Old Haunts Are For Forgotten Ghosts

Regrets I’ve had a few, but there again fuck ’em all and lets make some future ones to the sound of old records playing in the background.

That’s pretty much American Slang by The Gaslight Anthem in a sentence. Thank you, thank you. You’re welcome, move along please there’s nothing to see here.

Bloody good LP, this.


Okay, lets get it out of the way first: Gaslight Anthem are a NJ band who do sound like a punk-adjacent Springsteen, with some additional Clash, Social Distortion and Tom Petty flavouring. Yes, yes but.

There is an inescapable melancholic nostalgia inherent in Gaslight Anthem’s sound, American Slang in particular. There’s a constant harking back to when New York was cooler, back to when we were young, back to when jazz was the epitome of cool, back to when we all still had feelings, back to the fucking future.

This would get tedious fast for most acts but it works for the Gaslight Anthem because there is always a sense that they don’t want to be nostalgic, in fact they’re pissed off about it and the fact it seems the only option surrounded by our crappy present (well, 2010*) circumstances.

There is something about American Slang that has really struck something deep inside me this week**. I really liked the LP when it was released and completely forgot about in the last 5 years, or so. Every time I have played it this week I have heard something new and touching in it, even in the couple of tracks I never rated. Hmm.

The best single thing about American Slang, apart from the cover I’ve always really liked, is the sheer performance that it captures – total commitment, beautifully produced by Ted Hutt. No half measures here, no ironic distance, nothing at arm’s length, Gaslight Anthem do that most old-fashioned of things, mean it.

It is this performance aspect that just like seeing a really good live band, elevates the good tracks to great and the lesser tracks to very good indeed. More bands should do this.

Music?

The title track is a doozie, the line ‘I got your name tattooed inside of my arm’ is about as Gaslight Anthem as could be, I found myself howling it in the gym yesterday lunchtime; not cool.
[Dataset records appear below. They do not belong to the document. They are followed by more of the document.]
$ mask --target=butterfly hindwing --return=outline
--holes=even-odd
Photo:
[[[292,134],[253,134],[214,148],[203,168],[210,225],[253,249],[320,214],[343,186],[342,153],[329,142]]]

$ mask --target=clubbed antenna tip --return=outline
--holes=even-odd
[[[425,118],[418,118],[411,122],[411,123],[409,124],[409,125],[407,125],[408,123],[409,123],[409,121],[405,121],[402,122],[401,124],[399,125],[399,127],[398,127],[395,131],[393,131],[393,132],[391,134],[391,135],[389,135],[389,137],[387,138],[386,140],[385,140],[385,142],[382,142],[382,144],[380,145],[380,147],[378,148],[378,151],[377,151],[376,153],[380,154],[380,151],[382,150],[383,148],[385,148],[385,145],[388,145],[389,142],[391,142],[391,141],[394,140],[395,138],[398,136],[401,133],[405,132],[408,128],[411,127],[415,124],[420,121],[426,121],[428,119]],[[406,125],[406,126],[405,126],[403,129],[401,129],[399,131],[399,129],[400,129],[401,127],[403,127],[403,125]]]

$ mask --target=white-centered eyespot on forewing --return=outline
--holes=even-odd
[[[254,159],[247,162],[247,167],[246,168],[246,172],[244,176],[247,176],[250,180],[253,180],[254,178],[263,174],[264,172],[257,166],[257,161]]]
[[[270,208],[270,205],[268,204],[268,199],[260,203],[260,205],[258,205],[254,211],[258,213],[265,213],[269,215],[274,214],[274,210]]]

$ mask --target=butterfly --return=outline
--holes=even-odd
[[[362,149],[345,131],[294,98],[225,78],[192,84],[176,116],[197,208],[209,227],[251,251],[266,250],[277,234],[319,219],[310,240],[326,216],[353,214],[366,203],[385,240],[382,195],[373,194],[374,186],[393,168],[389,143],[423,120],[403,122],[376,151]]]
Unlike the finger-popping ‘The Diamond Church Street Choir’ which is one of my very favourite songs at the moment, Brian Fallon painting a perfect word picture of an American big city night^, Springsteen-style; Damn, I wasn’t going to mention Bruce!

There is space and light in ‘The Queen Of Lower Chelsea’ that sets it apart. I’m a sucker for the heft and hustle behind ‘Boxer’ but it is the next two cuts that really punch it on home.

From the guitar intro on in, ‘Old Haunts’ is just perfect, the whole bristling, sweating contradiction of the band’s sound, outlook and ethos get nailed in the chorus and the delivery moves me:

So don't sing me your songs about the good times
Those days are gone and you should just let them go
And God help the man who says
If you'd have known me when
Old haunts are for forgotten ghosts

Then ‘The Spirit Of Jazz’ barrels forth and I’m just gone, gleefully lost whirling through the endless promising American night despite all my resistance^^. The promises may be empty and brash, there may never be a destination, but the song is all about velocity, colour and movement.

American Slang is laid to rest by the slow burning ‘We Did It When We Were Young’, which treads a little close to U2 for comfort, so we’ll skip it.


So here I am left pining and resentful for a retro fifties American past I never had, how the hell does that work? I am absolutely in love with American Slang right now and it really seems to have caught their absolute best; nothing later of theirs has ever interested me at all.

So sling those guitars lower, click those fingers and really put your back into belting it all out. I like you, don’t sweat the past.


The story of the cover is that the band wanted to capture a bunch of their own images of New York, as far from the tourist cliches as possible. They did it.

1235 Down.

*good job we’ve made steady progress in every aspect of humanity since then, eh readers?

**Christ, I hope I’m not coming down with a bad case of … feelings?

^Now the lights go low on the avenue
And the cars pass by in the rain
University boys and the girls fill the bars
While I’m just waiting for the light to change
And the steam heat pours from the bodies on the floor
In the basement where the Jackknives play
For the hub city girls in the ribbons and the curls
Who know the meaning of staying out late

^^and the fact I’m a cynical Welshman.